I have this question here which says the following.
Let $A$,$B$ be $3 \times 6$ matrices with the following properties.
$(i)$ For every b$\epsilon \mathbb{R}^3$, rank$(A)$ $=$ rank$([A|b])$
$(ii)$ dim$($Row$(B)$$)$$=2$.
Answer the following questions.
$(a)$ What is rank$(A)$?
My reasoning: I know that rank$(A)\leq \min(m,n)$ but I am not sure if that justifies in me saying that rank$(A)=3$. I want to say yes, but I am not certain.
$(b)$ What is nullity$(B)$?
My reasoning: rank$(B)+{}$nullity$(B)=$ # of columns.
Therefore, $2$+nullity$(B)$ $=6$
nullity$(B)$ $=6-2$
nullity$(B)$ $=4$
$(c)$ Is there a vector b$\epsilon \mathbb{R}^3$ such that $A$x=b is consistent?
My reasoning: Yes there is. Since rank$(A)$ $=$ rank$([A|b])$, there must be a consistent solution.
$(d)$ Is there a vector b$\epsilon \mathbb{R}^3$ such that $B$x=b is consistent?
My reasoning: Yes there is. Since rank$(B)$ $=2$, this means that rank$(B)$ $<6$ so the system is not only consistent, but has infinitely many solutions.
$(e)$ Is there a non-zero vector x $\epsilon \mathbb{R}^6$ such that Ax=$0$ and Bx=$0$ simultaneously?
I'm not sure about this one... Any guidance would be much appreciated!
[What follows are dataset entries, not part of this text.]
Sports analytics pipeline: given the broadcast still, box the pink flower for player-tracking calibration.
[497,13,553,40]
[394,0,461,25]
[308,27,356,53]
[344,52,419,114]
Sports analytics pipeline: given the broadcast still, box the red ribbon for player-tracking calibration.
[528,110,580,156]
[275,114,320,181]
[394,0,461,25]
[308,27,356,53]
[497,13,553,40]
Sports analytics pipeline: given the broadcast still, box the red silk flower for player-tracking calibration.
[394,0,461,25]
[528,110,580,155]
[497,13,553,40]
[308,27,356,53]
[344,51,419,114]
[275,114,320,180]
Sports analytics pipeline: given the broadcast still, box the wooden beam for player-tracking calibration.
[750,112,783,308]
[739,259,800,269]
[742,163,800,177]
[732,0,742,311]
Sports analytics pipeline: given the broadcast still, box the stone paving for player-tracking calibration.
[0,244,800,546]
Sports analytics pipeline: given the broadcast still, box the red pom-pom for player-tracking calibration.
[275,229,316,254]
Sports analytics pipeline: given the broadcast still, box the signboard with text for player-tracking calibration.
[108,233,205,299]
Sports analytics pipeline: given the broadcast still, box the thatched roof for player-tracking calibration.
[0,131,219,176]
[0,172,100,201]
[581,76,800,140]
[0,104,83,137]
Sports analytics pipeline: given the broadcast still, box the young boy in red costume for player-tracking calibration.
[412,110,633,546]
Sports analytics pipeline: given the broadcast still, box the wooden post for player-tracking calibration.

Are my other answers reasonable? Thanks!
(a) The answer is correct but the argument is not quite there. From the given information we can say that every $b\in \mathbb{R}^3$ is in the column space of $\mathbb{R}^3$. Why we can conclude that the rank of $A$ is 3 from this fact?
(b) It is ok.
(c) The argument needs to be more precise.
(d) You need to connect the relationship between the rank and the consistency of system of equations.
(e) Use the fact that $\text{dim}(U+V)=\text{dim}(U)+\text{dim}(V)-\text{dim}(U\cap V)$.
For part (e) try this way. From the previous part we know that $\text{nullity}(A)=3$ and $\text{nullity}(B)=4$. Let $X=\{x_1,x_2,x_3\}$ and $Y=\{y_1,y_2,y_3,y_4\}$ be respectively be the basis of nullspace of $A$ and $b$.
We want to show that $\text{null}(A)\cap \text{null}{B}\neq \emptyset$. Assume otherwise and show that the assumption leads to the conclusion that $ X\cup Y$ is linearly independent, which is impossible (why?)